Ich schreibe fast jedem, der mir in den Sinn kommt und der irgendwie auch nur in der Nähe der Inneren Stadt hätte sein können. Nur meinem Bruder schreibe ich nicht. Er hat zwei kleine Kinder. Er ist immer zu Hause, er ist auch jetzt bestimmt zu Hause – oder? Ich will auf Nummer Sicher gehen und frage nach. Er schreibt zurück: „Nein. Bin am Praterstern in einem Lokal“. Ich glaube es ihm zuerst nicht.

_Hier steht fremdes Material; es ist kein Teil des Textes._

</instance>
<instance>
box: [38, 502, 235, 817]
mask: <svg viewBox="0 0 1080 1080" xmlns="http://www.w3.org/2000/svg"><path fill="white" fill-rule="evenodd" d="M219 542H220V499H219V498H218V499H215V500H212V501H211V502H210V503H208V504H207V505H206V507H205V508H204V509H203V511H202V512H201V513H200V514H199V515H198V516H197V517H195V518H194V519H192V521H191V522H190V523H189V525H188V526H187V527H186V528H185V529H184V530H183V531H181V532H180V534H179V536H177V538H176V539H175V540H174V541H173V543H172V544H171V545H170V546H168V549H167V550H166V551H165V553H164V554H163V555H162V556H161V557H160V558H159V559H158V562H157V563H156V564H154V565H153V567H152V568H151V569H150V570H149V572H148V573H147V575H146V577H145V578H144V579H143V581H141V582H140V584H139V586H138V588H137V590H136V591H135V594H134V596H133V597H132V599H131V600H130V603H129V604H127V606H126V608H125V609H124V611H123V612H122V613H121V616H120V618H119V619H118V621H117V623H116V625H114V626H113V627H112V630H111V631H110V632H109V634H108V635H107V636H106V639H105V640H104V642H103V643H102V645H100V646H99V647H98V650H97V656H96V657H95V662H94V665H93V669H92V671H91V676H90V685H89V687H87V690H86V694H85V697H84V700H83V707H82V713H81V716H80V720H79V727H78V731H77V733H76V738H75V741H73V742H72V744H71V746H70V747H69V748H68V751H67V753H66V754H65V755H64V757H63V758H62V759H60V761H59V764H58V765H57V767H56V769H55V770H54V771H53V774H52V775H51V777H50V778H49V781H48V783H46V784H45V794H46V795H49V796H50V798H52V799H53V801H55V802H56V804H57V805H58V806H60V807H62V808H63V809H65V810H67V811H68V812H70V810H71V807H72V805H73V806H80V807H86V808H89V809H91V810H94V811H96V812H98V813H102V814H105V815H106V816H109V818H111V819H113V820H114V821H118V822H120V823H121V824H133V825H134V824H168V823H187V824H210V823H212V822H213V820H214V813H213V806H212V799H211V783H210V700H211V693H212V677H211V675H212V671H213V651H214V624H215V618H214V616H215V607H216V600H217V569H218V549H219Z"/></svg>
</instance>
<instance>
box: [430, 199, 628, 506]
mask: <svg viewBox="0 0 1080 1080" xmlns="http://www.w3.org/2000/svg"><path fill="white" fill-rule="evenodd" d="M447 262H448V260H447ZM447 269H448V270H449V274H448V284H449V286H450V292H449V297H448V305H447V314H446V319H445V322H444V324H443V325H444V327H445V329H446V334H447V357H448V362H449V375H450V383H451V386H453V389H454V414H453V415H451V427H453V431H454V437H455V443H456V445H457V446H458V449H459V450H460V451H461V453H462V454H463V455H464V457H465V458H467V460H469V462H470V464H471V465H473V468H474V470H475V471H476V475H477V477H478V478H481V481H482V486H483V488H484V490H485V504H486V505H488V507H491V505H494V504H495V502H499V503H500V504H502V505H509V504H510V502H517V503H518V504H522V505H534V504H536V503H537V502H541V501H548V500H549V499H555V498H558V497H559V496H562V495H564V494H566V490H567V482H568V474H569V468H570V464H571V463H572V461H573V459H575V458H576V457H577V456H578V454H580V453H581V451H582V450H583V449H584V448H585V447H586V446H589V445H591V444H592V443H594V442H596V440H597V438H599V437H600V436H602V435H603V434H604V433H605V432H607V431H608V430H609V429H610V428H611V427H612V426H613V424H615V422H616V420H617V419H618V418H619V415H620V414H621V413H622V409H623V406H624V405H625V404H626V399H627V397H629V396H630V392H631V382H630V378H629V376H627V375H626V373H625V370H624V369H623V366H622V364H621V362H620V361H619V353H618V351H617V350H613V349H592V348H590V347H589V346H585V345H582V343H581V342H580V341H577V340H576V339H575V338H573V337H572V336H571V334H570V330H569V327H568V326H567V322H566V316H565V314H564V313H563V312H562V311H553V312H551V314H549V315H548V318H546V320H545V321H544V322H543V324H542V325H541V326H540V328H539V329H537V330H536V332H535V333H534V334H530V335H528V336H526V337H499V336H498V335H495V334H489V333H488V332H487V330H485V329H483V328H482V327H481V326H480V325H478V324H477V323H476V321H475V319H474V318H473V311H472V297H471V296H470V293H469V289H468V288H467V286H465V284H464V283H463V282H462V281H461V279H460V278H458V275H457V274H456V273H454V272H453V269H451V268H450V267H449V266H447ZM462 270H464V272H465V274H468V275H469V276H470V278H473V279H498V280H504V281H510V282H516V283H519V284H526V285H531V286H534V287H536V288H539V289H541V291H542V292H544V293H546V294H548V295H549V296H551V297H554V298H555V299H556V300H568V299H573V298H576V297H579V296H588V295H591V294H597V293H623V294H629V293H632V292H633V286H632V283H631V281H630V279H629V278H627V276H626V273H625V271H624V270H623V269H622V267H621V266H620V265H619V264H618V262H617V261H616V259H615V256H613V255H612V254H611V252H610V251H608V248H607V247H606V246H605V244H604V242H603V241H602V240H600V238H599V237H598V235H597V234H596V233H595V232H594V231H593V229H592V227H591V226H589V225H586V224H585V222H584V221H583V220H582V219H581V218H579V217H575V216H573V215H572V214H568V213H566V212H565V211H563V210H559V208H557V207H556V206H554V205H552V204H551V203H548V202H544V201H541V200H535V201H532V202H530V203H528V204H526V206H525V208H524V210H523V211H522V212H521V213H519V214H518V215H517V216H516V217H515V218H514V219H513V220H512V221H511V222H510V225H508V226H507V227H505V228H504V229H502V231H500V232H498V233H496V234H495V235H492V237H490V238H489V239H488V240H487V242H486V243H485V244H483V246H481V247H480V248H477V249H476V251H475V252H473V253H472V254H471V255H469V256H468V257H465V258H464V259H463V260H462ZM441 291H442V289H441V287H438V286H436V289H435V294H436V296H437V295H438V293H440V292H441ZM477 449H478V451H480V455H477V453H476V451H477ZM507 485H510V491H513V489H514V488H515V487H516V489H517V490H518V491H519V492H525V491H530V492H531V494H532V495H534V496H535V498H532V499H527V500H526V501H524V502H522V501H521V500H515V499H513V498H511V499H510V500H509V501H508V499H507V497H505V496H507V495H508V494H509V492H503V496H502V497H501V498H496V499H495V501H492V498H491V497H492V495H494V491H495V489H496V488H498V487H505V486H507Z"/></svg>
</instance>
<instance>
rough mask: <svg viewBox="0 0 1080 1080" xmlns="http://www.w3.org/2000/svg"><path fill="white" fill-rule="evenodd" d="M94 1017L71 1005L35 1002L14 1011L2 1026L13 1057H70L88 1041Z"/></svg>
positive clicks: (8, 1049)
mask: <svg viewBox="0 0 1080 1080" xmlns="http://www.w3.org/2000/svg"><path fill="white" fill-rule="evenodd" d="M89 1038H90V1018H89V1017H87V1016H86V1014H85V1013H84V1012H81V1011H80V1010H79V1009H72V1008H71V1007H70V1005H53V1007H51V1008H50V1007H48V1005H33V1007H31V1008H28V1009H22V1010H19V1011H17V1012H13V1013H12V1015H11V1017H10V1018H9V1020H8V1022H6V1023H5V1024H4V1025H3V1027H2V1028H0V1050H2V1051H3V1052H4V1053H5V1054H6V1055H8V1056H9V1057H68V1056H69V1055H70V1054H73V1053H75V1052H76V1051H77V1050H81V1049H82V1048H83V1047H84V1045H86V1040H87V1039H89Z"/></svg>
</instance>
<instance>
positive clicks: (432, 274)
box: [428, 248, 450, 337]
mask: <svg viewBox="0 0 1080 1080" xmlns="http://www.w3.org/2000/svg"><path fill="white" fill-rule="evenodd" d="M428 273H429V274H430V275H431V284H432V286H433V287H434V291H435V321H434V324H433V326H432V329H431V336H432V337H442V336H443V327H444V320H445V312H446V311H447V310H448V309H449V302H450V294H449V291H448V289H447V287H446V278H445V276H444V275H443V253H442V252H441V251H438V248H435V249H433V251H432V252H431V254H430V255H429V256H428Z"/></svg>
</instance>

Dann denke ich mir, wieso sollte er darüber einen Scherz machen.

Der Praterstern ist 16 Minuten von den Geschehnissen entfernt. Ich weiß, dass die Menschen in der Innenstadt mittlerweile dazu angehalten sind, in den Lokalen zu bleiben. Ich werde unruhig. Ich bitte meinen Bruder, mich am Laufenden zu halten. Er kann kurze Zeit später mit dem Taxi heimfahren. Zum Glück war er am Praterstern. Ein paar Stunden zuvor hatte sein Freund Christoph ihn gefragt, ob er mit in ein Lokal in der Vorlaufstraße 2 möchte.

„Auf einmal höre ich ein Knallen“

Christoph ist mit seiner Freundin und zwei Freunden in einem Lokal in der Vorlaufstraße in der Nähe vom Schwedenplatz. Sie wollen noch den letzten Abend vor dem Lockdown genießen. Kurz vor 20 Uhr zahlen sie. „Wir sind dann hinausgegangen und haben vor dem Lokal noch gequatscht“, erzählt der Wiener. „Auf einmal höre ich ein Knallen. Ich schaue um mich herum und denke: ‚Wer schießt das Feuerwerk“? Beim vierten und fünften Mal wurde er stutzig. „Für mich war es dann relativ eindeutig, dass es Schüsse waren, weil sie sehr schnell hintereinander abgefeuert wurden“. Dann scheint es so, als würde sich die Gefahr entfernen.

Die Gruppe ist kurz erleichtert. Doch dann kommen die Schüsse wieder näher. Sie entscheiden sich, lieber schnell das Weite zu suchen. Christoph und seine Freundin trennen sich von den anderen beiden und gehen in Richtung U-Bahn zu ihrem Motorroller. Auf ihrem Heimweg bleiben sie kurz stehen und fragen Passanten, was los sei. Irgendwer erwähnt etwas von Schüssen. „Wir fahren dann weiter Richtung Salztor hinunter und ich drehe mich zu meiner Freundin um und frage sie, ob sie das auch riecht. Es riecht, als hätte jemand Schüsse abgegeben“. Sie fahren an Blaulicht vorbei und bekommen die Schüsse mit, die offenbar zwischen Polizei und dem Täter abgegeben werden. Zu Hause angekommen fühlt er sich aufgeregt. Er schaltet den Fernseher ein und sieht, was er gerade erlebt hat.